Project Description
I’m building a hybrid artificial-intelligence pipeline that can spot low-flying drones by fusing two independent sensing channels: computer-vision video feeds and raw RF captures. The computer-vision branch will run YOLOv8 for real-time object detection on Anti-UAV and VisDrone frames, while the RF branch will pass HackRF / RTL-SDR captures (plus the DeepSig RadioML corpus) through a CNN trained on spectrograms.

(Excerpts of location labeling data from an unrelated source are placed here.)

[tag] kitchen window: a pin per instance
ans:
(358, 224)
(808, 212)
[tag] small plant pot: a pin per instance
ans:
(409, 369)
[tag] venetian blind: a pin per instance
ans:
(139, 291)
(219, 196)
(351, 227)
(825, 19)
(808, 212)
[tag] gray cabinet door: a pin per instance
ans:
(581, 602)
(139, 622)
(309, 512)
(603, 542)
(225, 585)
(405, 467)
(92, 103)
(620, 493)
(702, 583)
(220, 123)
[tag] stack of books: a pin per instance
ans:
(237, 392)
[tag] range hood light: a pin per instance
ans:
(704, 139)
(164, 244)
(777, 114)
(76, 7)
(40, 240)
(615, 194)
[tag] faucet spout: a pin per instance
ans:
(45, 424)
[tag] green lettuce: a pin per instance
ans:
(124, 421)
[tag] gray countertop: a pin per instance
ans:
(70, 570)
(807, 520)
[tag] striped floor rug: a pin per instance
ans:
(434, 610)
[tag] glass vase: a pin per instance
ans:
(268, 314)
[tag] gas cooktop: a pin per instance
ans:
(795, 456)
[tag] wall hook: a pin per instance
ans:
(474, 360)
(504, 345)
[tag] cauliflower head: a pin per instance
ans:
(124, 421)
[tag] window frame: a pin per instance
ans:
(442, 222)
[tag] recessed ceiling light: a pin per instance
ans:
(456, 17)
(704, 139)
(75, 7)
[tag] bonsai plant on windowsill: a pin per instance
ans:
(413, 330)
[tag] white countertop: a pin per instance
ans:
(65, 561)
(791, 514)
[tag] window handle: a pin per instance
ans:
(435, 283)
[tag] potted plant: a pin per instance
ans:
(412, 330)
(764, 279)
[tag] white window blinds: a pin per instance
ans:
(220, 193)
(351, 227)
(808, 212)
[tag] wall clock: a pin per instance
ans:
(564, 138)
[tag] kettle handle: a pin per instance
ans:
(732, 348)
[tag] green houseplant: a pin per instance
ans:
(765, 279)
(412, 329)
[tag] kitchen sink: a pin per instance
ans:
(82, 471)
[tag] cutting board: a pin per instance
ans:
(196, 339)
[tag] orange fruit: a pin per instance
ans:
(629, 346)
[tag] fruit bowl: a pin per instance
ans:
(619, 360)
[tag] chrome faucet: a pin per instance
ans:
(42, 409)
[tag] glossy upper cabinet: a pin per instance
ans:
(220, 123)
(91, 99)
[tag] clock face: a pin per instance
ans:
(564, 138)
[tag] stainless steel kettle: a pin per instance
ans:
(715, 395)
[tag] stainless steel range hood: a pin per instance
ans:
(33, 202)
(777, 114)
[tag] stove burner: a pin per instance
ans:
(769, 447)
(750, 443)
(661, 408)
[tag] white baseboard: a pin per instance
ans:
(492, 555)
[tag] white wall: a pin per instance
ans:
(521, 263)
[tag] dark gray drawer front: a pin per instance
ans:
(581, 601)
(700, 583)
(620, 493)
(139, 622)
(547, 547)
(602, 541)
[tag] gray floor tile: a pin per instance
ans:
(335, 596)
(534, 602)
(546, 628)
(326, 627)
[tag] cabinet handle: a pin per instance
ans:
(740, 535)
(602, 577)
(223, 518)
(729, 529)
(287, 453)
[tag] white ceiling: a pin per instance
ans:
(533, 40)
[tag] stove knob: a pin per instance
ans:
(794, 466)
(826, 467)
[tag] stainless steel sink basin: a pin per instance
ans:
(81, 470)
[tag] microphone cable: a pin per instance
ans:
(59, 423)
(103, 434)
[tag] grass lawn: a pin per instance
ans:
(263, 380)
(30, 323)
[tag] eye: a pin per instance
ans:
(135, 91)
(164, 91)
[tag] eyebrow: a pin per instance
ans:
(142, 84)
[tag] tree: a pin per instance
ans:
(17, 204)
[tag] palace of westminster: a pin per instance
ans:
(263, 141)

Once both branches output their per-frame or per-burst confidence scores, I need a fusion layer—either a clear rule-based logic tree or a lightweight neural network—that decides when a drone is present. Whichever fusion strategy you implement, the final system must report Accuracy, Precision, Recall and False Alarm Rate on a held-out test split of each dataset.
Key technical notes
• Vision model: YOLOv8 (PyTorch) fine-tuned on Anti-UAV & VisDrone
• RF model: CNN on spectrograms (TensorFlow/Keras or PyTorch, whichever you are faster with)
• Fusion: rule engine or small MLP, well-documented so it can be swapped out later
Expected deliverables
1. Clean, reproducible training scripts for both branches and the fusion stage
2. Saved model weights and inference scripts capable of running on a single GPU (8 GB VRAM) or CPU-only fallback
3. Evaluation notebook or script that prints the four metrics and exports confusion matrices plus ROC curves in PNG/PDF
4. Brief write-up (2–3 pages) explaining data preprocessing, model choices, fusion logic and observed performance
Acceptance criteria
• Each metric computed on at least one public vision dataset and one RF dataset
• End-to-end inference latency under one second per sample on an Nvidia 3060 or equivalent
• All code packaged in a Git repo with a README that lets me replicate results with a single command
PyTorch, TensorFlow, scikit-learn, seaborn/matplotlib for plots and, if necessary, GNU Radio for SDR preprocessing are all fair game as long as dependencies are pinned in a requirements.txt or environment.yml.
If anything about the datasets, tooling or deliverables is unclear, flag it early so we can adjust before training begins.